Notwithstanding, it should be noted that a vaccine biomarker may be merely a collateral effect of the vaccine, and may be completely unrelated to protection or the clinical endpoint. Second, it remains to be established whether early biomarkers of vaccines are universal for different target groups, e.g., adults vs the very young and very old, well-nourished vs malnourished people, and people living in the areas where the diseases, for which vaccines are purposed, are endemic. It is proposed that the investment of the body’s limited resources in innate and acquired immunity induced following infection or vaccination is optimized, among other factors, in response to local environmental conditions such as nutritional abundance and the degree of pathogen exposure. Hence, early biomarkers of vaccine-induced responses in healthy adults living in developed countries may not overlap those of infants, elderly or people living in resource-poor countries. Last, systems vaccinology employs cutting edge expensive technologies, and sophisticated bioinformatics and systems biology approaches.
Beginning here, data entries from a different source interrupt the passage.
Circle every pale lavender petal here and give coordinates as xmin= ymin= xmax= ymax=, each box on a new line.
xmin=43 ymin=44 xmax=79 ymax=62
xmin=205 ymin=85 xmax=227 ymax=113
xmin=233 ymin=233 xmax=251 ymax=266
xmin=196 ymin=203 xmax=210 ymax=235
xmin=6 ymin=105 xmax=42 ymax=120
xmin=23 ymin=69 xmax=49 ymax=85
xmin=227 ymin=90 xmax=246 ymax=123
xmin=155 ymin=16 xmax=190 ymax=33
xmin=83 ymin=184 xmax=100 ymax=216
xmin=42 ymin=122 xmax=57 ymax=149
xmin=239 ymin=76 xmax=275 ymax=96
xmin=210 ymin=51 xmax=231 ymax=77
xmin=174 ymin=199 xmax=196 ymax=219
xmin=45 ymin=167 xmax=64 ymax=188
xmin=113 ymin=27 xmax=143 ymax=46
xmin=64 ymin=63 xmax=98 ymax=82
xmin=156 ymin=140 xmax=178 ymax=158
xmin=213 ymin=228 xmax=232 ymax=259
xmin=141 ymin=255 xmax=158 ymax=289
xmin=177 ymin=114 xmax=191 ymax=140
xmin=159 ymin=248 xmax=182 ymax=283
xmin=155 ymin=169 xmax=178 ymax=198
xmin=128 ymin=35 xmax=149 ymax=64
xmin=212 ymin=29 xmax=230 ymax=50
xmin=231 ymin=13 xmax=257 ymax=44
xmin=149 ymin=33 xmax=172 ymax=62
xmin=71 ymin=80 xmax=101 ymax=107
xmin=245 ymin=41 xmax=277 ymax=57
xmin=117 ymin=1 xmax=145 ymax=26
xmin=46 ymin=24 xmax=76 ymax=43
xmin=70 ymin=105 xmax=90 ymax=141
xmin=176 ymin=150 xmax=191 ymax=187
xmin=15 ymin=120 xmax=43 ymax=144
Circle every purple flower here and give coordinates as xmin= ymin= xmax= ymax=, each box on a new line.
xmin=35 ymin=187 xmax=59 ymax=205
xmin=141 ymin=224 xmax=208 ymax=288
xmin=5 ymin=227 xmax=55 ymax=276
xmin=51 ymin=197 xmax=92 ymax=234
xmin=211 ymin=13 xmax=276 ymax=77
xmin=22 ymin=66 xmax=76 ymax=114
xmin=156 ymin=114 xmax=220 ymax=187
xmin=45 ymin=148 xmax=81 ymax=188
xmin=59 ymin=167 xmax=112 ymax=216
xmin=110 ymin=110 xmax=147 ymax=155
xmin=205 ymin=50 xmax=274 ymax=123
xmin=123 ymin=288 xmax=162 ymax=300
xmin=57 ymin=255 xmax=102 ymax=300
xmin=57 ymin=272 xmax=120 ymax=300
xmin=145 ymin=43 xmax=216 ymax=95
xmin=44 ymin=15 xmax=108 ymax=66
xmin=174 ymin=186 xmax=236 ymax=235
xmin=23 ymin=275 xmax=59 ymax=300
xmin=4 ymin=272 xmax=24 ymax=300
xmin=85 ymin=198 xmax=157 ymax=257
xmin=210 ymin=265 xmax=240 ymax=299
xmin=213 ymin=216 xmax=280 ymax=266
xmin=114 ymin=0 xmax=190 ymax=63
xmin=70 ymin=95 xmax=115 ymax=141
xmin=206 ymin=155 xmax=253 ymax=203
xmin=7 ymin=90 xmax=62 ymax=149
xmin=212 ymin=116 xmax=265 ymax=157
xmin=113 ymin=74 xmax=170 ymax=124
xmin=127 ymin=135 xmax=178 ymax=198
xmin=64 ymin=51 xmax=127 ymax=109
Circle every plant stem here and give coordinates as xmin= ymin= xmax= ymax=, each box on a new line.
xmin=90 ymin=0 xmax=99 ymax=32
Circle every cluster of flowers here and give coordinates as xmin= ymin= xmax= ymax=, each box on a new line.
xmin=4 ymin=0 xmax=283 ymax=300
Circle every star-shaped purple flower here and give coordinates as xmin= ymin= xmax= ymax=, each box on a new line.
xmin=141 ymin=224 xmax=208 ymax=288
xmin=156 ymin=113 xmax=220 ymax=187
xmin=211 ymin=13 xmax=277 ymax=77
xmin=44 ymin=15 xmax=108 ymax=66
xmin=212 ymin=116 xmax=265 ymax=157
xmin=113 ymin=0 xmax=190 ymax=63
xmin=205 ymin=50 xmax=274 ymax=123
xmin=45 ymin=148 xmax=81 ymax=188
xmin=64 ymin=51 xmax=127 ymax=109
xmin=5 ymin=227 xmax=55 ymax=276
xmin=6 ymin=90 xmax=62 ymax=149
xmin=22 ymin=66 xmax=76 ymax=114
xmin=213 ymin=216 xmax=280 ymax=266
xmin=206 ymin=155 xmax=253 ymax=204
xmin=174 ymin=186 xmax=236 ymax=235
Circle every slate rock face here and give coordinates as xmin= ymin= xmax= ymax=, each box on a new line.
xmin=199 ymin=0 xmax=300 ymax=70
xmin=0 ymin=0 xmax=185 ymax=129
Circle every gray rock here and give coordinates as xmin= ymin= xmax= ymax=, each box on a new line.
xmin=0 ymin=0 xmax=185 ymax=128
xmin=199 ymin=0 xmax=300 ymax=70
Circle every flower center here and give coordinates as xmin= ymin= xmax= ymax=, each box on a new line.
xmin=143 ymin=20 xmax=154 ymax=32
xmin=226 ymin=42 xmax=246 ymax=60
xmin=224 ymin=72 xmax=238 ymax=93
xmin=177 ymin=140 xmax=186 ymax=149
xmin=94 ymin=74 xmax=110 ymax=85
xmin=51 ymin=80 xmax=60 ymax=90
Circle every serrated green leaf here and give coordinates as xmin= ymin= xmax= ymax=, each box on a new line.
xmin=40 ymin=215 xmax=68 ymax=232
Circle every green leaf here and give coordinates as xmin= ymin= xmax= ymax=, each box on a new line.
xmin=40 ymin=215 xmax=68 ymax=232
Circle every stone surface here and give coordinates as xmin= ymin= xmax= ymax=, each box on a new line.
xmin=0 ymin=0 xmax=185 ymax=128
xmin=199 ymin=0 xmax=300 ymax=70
Translation of the novel biomarkers of vaccines emerging from -omics approaches to the clinic needs the development of simple, robust, and preferably low-cost technologies.
It is envisaged that based on the rapid pace of investigation in the field, integration of data generated from state-of-the-art immunological read outs and cutting-edge -omics technologies will yield a more nuanced and holistic understanding of correlates of vaccine immunogenicity, efficacy, and reactogenicity to inform rational design of safe and efficacious vaccine strategies. Nonetheless, research on vaccine biomarkers has so far received little attention as an independent scientific priority from most of the main research-funding agencies and policy makers. More efforts are needed to highlight the importance of vaccine biomarkers on the global vaccine R&D agenda, and to foster collaboration and flow of information among different stakeholders.
Disclosure
The author declares no conflict of interest.